| PostgreSQL is one of the most powerful and reliable pieces of software I've seen run at large scale, major kudos to all the maintainers for the improvements that keep being added. > PostgreSQL 14 extends its performance gains to the vacuuming system, including optimizations for reducing overhead from B-Trees. This release also adds a vacuum "emergency mode" that is designed to prevent transaction ID wraparound Dealing with transaction ID wraparounds in Postgres was one of the most daunting but fun experiences for me as a young SRE. Each time a transaction modifies rows in a PG database, it increments the transaction ID counter.
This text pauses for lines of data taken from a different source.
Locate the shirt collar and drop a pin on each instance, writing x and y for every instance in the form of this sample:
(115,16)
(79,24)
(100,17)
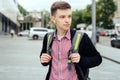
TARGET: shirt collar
(67,35)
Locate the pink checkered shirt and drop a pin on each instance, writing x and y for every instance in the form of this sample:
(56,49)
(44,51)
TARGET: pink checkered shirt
(59,69)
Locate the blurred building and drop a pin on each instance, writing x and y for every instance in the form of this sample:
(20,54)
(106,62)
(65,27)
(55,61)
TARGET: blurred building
(32,19)
(117,13)
(8,16)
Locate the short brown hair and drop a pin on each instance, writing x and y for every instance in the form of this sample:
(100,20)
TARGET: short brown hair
(59,5)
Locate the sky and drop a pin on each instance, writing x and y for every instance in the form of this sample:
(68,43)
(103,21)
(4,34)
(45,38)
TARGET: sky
(39,5)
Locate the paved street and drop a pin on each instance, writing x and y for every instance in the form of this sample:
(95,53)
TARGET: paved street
(19,60)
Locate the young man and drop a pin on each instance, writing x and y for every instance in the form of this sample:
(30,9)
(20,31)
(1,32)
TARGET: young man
(87,56)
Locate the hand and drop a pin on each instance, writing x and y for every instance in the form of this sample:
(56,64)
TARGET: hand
(45,58)
(75,57)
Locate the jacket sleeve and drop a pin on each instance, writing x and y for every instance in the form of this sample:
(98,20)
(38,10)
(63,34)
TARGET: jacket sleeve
(44,48)
(90,57)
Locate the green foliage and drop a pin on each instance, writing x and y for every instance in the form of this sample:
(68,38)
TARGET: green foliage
(106,11)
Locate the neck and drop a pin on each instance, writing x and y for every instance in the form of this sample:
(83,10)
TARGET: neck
(60,33)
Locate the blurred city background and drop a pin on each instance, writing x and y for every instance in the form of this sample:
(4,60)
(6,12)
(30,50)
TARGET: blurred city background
(19,54)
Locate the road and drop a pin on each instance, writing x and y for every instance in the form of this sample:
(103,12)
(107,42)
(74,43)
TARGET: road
(19,60)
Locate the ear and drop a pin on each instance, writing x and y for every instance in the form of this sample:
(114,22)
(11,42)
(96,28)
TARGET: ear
(53,19)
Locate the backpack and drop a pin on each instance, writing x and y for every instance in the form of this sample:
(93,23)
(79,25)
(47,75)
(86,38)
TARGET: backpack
(74,49)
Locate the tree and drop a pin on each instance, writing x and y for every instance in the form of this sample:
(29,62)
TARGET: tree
(22,10)
(107,10)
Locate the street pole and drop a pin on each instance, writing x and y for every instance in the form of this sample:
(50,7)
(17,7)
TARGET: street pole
(94,22)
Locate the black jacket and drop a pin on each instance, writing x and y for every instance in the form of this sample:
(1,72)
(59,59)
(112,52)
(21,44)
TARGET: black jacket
(90,57)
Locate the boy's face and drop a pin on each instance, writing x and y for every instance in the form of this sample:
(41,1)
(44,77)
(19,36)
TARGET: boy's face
(62,19)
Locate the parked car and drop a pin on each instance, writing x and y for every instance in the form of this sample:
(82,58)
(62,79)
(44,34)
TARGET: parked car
(89,33)
(38,32)
(115,41)
(23,33)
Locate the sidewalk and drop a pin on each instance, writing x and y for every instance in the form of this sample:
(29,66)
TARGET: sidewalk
(109,52)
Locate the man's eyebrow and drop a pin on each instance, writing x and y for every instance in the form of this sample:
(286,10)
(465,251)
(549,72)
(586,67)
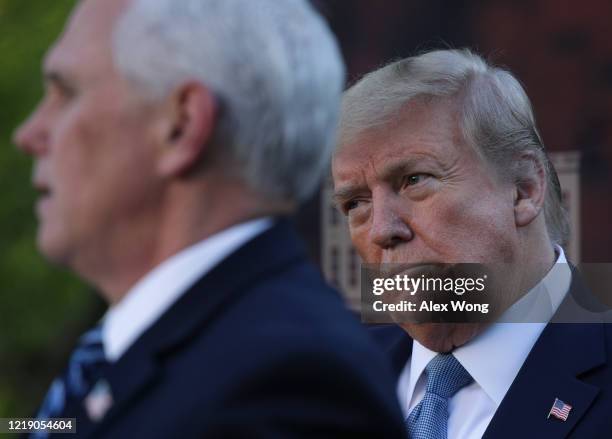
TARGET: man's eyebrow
(403,165)
(344,193)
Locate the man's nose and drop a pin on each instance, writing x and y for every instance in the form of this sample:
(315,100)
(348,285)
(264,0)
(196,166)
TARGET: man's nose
(389,227)
(31,137)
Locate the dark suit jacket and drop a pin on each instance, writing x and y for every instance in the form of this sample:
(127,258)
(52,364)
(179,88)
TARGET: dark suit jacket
(569,361)
(259,347)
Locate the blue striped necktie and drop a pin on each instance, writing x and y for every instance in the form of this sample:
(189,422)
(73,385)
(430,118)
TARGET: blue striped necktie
(445,377)
(84,369)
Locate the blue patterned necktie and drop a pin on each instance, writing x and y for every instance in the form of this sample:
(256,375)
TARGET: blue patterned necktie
(84,369)
(445,377)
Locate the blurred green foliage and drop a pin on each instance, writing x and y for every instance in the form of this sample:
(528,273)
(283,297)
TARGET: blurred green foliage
(42,308)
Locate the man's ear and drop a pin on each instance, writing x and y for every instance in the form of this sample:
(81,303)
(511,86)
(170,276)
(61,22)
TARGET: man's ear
(189,122)
(530,189)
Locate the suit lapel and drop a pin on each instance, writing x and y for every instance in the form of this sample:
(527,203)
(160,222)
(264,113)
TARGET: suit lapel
(562,353)
(138,369)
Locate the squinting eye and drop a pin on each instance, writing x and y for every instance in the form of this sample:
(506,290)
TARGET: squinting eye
(414,179)
(349,205)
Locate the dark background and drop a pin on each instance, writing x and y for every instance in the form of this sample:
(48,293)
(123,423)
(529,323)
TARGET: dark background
(561,50)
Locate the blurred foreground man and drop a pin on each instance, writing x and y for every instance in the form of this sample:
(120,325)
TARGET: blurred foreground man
(172,139)
(439,161)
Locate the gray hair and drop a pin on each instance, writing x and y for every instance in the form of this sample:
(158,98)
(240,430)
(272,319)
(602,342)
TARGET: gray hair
(274,66)
(495,114)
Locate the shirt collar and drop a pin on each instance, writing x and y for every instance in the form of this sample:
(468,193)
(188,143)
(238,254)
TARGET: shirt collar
(505,346)
(155,293)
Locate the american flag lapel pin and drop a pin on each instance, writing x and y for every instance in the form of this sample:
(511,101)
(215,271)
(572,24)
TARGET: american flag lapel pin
(99,401)
(559,410)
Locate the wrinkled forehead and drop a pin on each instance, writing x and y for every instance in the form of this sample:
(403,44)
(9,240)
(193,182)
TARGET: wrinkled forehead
(420,128)
(87,36)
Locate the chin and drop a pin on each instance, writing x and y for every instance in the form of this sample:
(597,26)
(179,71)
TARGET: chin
(442,337)
(51,247)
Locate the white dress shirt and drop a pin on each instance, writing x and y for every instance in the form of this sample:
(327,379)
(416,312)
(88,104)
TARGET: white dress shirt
(493,358)
(155,293)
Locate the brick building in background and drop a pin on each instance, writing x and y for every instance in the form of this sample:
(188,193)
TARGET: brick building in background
(561,50)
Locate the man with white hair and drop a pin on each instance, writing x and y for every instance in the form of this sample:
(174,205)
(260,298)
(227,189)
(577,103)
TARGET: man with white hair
(173,138)
(440,162)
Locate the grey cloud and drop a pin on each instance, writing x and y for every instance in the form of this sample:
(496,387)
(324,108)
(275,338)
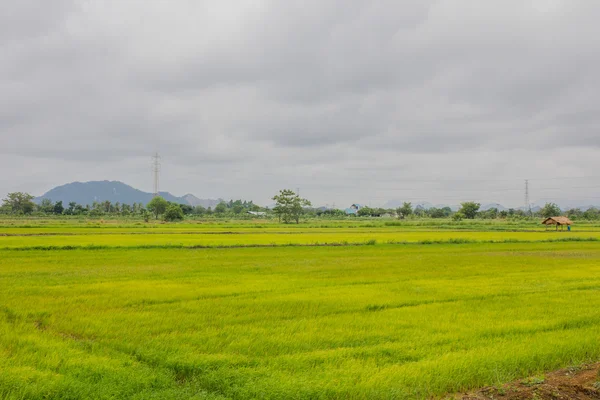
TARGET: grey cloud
(299,93)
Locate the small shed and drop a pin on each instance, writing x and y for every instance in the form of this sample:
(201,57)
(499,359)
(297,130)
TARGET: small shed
(558,221)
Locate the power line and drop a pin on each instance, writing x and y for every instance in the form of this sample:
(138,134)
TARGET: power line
(156,171)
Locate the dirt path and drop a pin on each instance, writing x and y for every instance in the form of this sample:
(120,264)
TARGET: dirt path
(580,383)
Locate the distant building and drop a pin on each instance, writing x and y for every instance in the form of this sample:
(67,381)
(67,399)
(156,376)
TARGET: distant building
(353,209)
(558,221)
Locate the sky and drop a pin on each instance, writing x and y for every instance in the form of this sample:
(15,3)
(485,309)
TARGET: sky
(348,101)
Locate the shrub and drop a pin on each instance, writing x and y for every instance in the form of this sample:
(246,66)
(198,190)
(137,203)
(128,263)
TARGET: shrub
(173,213)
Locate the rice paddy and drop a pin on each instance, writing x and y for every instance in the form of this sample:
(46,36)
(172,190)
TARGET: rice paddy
(116,311)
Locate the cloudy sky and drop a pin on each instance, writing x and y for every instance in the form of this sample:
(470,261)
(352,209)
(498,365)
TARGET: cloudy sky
(350,101)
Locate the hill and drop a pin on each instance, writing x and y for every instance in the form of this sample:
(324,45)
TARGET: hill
(114,191)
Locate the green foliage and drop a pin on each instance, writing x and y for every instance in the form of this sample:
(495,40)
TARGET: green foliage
(157,206)
(458,216)
(58,208)
(289,206)
(173,213)
(550,210)
(405,211)
(469,209)
(18,203)
(221,208)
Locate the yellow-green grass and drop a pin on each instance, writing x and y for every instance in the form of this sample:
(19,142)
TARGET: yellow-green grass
(66,224)
(382,321)
(265,238)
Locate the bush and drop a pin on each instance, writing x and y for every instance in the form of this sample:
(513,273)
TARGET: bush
(173,213)
(458,216)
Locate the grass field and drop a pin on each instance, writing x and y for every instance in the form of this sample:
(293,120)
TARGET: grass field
(380,321)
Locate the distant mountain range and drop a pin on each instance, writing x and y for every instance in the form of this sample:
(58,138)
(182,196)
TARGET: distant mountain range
(114,191)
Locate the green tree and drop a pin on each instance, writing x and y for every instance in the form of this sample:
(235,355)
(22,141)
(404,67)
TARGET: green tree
(405,210)
(365,212)
(19,203)
(221,208)
(173,213)
(289,206)
(458,216)
(550,210)
(157,206)
(46,206)
(469,209)
(58,208)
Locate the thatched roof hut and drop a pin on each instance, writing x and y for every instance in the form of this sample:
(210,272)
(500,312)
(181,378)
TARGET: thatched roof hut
(558,221)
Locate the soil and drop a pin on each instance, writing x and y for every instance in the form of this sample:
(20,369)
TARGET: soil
(575,383)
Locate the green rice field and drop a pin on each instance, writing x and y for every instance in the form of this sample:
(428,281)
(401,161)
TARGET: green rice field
(239,311)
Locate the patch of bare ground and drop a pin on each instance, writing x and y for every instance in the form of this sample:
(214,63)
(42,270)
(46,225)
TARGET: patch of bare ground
(574,383)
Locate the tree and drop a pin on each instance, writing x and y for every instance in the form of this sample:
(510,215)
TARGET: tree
(19,203)
(405,210)
(469,209)
(221,208)
(173,213)
(46,206)
(58,208)
(157,206)
(365,211)
(550,210)
(289,206)
(458,216)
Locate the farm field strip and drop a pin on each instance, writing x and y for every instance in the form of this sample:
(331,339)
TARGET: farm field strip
(288,238)
(293,322)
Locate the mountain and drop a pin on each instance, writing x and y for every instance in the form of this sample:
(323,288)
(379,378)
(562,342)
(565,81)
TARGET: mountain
(114,191)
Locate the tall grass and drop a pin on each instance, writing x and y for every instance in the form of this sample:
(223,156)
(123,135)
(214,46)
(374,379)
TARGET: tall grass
(351,322)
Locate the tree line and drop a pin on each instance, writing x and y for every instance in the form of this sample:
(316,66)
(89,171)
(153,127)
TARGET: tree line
(289,208)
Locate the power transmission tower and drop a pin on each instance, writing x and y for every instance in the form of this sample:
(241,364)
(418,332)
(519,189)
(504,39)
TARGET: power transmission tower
(527,203)
(156,170)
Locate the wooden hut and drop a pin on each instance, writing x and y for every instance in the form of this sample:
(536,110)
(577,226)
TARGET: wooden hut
(558,221)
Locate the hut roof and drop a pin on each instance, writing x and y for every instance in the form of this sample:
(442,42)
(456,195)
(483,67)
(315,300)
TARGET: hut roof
(557,221)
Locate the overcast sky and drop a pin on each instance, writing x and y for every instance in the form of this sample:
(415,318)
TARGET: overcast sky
(351,101)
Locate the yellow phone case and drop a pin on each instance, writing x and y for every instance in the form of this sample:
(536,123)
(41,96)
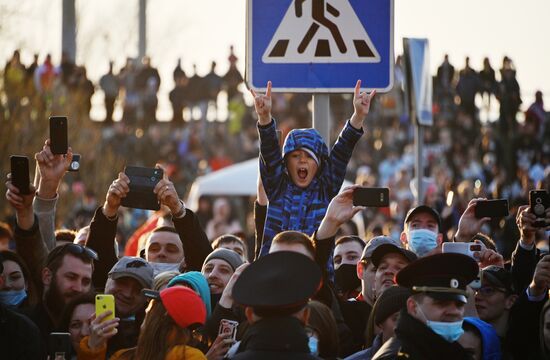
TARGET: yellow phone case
(103,303)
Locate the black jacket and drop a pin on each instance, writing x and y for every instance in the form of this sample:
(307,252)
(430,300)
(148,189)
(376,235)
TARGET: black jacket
(19,337)
(414,340)
(275,338)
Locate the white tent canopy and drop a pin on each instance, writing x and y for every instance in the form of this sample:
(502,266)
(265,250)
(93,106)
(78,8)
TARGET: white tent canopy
(237,180)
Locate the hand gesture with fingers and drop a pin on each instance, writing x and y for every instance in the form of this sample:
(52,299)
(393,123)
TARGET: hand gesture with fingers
(469,225)
(262,104)
(339,211)
(361,105)
(525,221)
(19,201)
(101,331)
(487,257)
(118,190)
(167,194)
(220,347)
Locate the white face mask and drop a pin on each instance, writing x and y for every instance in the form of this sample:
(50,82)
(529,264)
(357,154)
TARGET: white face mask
(422,241)
(163,267)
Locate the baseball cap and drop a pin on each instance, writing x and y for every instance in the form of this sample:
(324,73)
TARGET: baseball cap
(134,267)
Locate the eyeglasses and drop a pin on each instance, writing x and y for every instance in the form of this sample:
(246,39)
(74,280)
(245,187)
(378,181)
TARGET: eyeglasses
(489,290)
(75,249)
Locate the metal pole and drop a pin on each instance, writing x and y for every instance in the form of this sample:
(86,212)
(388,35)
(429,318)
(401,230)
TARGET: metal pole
(419,166)
(321,116)
(68,29)
(142,48)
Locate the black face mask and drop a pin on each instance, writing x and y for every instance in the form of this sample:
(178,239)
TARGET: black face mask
(346,277)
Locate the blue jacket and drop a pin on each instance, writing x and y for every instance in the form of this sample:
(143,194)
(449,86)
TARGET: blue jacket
(490,343)
(291,207)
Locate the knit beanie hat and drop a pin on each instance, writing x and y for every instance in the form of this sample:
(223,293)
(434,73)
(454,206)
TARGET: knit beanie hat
(392,300)
(184,306)
(197,282)
(231,257)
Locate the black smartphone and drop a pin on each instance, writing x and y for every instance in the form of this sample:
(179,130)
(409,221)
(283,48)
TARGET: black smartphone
(539,201)
(58,134)
(60,345)
(142,182)
(491,208)
(371,197)
(20,173)
(75,163)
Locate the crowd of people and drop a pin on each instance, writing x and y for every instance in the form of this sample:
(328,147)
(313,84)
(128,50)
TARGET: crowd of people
(293,280)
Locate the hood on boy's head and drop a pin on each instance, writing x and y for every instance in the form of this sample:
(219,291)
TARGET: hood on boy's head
(490,343)
(308,139)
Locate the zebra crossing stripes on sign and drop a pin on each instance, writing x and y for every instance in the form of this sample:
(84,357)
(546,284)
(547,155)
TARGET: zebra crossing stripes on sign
(319,46)
(320,31)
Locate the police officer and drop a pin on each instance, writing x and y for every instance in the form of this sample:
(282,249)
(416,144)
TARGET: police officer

This counter is stored as a 32-bit integer and it's critical to the MVCC transaction semantics - a transaction with a higher ID should not be visible to a transaction with a lower ID. If the value hits 2 billion and wraps around, disaster strikes as past transactions now appear to be in the future. If PG detects it is reaching that point, it complains loudly and eventually stops further writes to the database to prevent data loss. Postgres avoids getting anywhere close to this situation in almost all deployments by performing routine "auto-vacuums" which mark old row versions as "frozen" so they are no longer using up transaction ID slots. However, there are a couple situations where vacuum will not be able to clean up enough row versions. In our case, this was due to long-running transactions that consumed IDs but never finished. Also it is possible but highly inadvisable to disable auto-vacuums. Here is a postmortem from Sentry who had to deal with this leading to downtime: https://blog.sentry.io/2015/07/23/transaction-id-wraparound-... It looks like the new vacuum "emergency mode" functionality starts vacuuming more aggressively when getting closer to the wraparound event, and as with every PG feature highly granular settings are exposed to tweak this behaviour (https://www.postgresql.org/about/featurematrix/detail/360/) |
When I was running my first Postgres cluster (the reddit databases), I had no idea what vacuuming was for. All I knew was that every time it ran it slowed everything down. Being dumb, I didn't bother to read the docs, I just disabled the auto vacuum.
Eventually writes stopped and I had to take a downtime to do a vacuum. Learned a few important lessons that day. I also then set it up to do an aggressive vacuum every day at 3am, which was the beginning of low traffic time, so that the auto-vacuuming didn't have as much work to do during the day.